French actress (born 1971)

Sylvie Testud (born 17 January 1971) is a French actress whose film career began in 1991. She won the César Award for Most Promising Actress for Murderous Maids (2000), the César Award for Best Actress for Fear and Trembling (2003), and the European Film Award for Best Actress for Lourdes (2009). Her other film roles include Beyond Silence (1996), La Vie en Rose (2007), and French Women (2014).

==Life and career==
Testud grew up in the La Croix-Rousse quarter of Lyon, France. This was an area with many Portuguese, Spanish, and Italian immigrants. Her mother immigrated from Italy in the 1960s. Her French father left the family when Sylvie was just two years old.
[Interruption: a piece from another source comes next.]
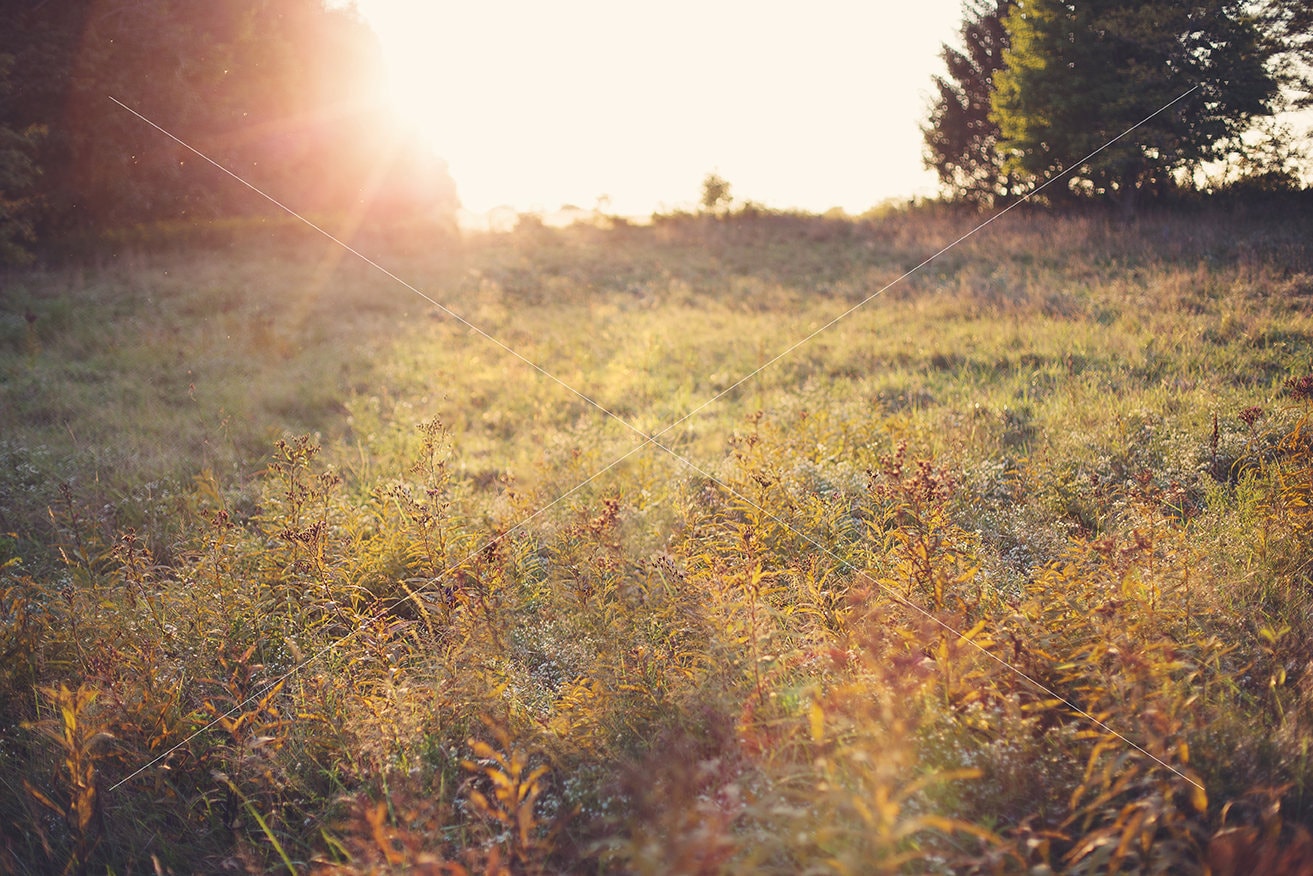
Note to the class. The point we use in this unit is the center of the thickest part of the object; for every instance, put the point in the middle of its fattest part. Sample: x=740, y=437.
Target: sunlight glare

In 1985, when she was 14, she saw Charlotte Gainsbourg in her role of the complex young girl in L'Effrontée, a film directed by Claude Miller, identified with Gainsbourg, and so took drama classes in Lyon with the actor and director Christian Taponard. In 1989, she moved to Paris and spent three years at the Conservatoire (CNSAD). In the early and mid 1990s, she landed her first small roles in films like L'Histoire du garçon qui voulait qu'on l'embrasse, directed by Philippe Harel, and Love, etc., directed by Marion Vernoux. In 1997 she had great success in Germany with Caroline Link's Jenseits der Stille for which she learned German, sign language, and the clarinet. In 1998 she had her first major role in French cinema playing Béa in Thomas Vincent's Karnaval. In 2000 she starred in Chantal Akerman's La Captive, an adaptation of La Prisonière, the fifth part of Marcel Proust's À la recherche du temps perdu. In 2001 she won the César Award for Most Promising Actress for her portrayal of Christine Papin, one of the Papin sisters, in Les Blessures assassines (English title: Murderous Maids). The story concerned a young servant woman found guilty of the murder, with her sister's help, of her employer's wife and daughter; it had made sensational headlines in France in 1933.

In 2003, she published the autobiographical book Il n'y a pas beaucoup d'étoiles ce soir, with anecdotes of her day-to-day life as an actress. The French edition featured a cover designed by her sister Ghislaine.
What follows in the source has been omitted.